Allenava nello stadio Tata Raphael, lo stesso che fece da cornice al leggendario “Rumble in the Jungle” tra Muhammad Ali e George Foreman. «Le trasferte erano incredibili: tre ore di volo per raggiungere villaggi dove la doccia consisteva in una mastella d’acqua riempita al fiume da una donna del posto. C’erano stregoni, crocifissi appesi alle porte dei campi. Io vivevo in una grande casa, con guardie del corpo e pasti in un ristorante portoghese. Una vita privilegiata, almeno fino a quando le elezioni cambiarono tutto e decisi di tornare in Italia».

La tragedia personale

Il 2014 segna la frattura più dolorosa della sua vita. Gianmarco, il figlio maggiore, muore a Montecatini.

«Quando vivi una tragedia simile, per metà muori anche tu» confessa Agostinelli. «È un dolore innaturale, che ti lacera per sempre.

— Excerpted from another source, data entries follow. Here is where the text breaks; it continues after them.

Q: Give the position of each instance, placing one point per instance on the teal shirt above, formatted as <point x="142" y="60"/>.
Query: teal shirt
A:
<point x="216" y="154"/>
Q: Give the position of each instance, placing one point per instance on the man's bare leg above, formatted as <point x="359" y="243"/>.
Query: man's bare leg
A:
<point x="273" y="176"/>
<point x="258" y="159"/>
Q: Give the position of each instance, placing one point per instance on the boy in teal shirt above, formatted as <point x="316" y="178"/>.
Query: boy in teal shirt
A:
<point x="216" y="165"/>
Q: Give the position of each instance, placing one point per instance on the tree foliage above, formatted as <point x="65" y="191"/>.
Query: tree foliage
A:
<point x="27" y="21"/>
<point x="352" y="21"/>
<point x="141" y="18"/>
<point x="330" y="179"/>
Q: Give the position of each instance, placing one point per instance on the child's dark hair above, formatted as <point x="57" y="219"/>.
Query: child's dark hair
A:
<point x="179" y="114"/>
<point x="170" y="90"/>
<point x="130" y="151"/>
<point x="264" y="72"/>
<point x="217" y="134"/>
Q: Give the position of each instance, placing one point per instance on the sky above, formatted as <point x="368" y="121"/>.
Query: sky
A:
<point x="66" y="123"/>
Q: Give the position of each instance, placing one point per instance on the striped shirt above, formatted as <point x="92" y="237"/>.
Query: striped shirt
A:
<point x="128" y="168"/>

Non c’è giorno in cui non lo pensi. Il tempo non guarisce nulla, semmai ti obbliga a imparare a convivere con la ferita».

Il figlio aveva iniziato a usare cocaina nel 2003, proprio quando Agostinelli sedeva sulla panchina del Napoli. «In casa mia non era mai entrata neanche una sigaretta. Quando io e mia moglie lo scoprimmo, si giustificò dicendo: “Lo fanno tutti”. Lo mandammo in comunità, e grazie alle mie conoscenze riuscì persino a esordire in Serie C2. Ma la sua battaglia con la droga non finì mai davvero».

L’ex allenatore ammette di essersi colpevolizzato a lungo: «Mi sono chiesto mille volte: “E se quella notte non lo avessi lasciato solo?”. Il giorno dopo avrebbe dovuto visitare un’agenzia immobiliare a Pistoia, dove volevamo tornare a vivere. Non ha capito il valore della vita».

Il confronto con l’educazione di ieri e di oggi

Agostinelli riflette anche sul ruolo dei genitori: «Invidio chi riesce ancora a trasmettere regole solide ai figli. I ragazzi oggi hanno troppo e controllare tutto diventa impossibile. Io ricordo mio padre Attilio: mi portava al campo, e per essere felici ci bastava una passeggiata alla fontanella vicino casa, con una fetta d’anguria in mano. Era un’educazione vecchio stampo, semplice ma piena di sostanza».

Una Lazio “senza regole”

Infine, un capitolo di ricordi calcistici. La Lazio degli anni Settanta, di cui Agostinelli faceva parte, era celebre per il talento e per la sua atmosfera spesso caotica.

«Non c’era un giorno tranquillo» ricorda. «Durante le partitelle le risse erano frequenti: ho visto persino allenatore e magazziniere venire alle mani. Eppure la domenica eravamo uniti. Una volta, in pullman per una trasferta, vidi tre compagni in fondo al bus caricare delle armi. Pensai: “Ma dove andiamo, in guerra?”. Cominciarono a sparare in aria. Poi alzai lo sguardo e notai un aereo che ci sorvolava. Era Gigi Martini, che oltre a essere calciatore era anche pilota».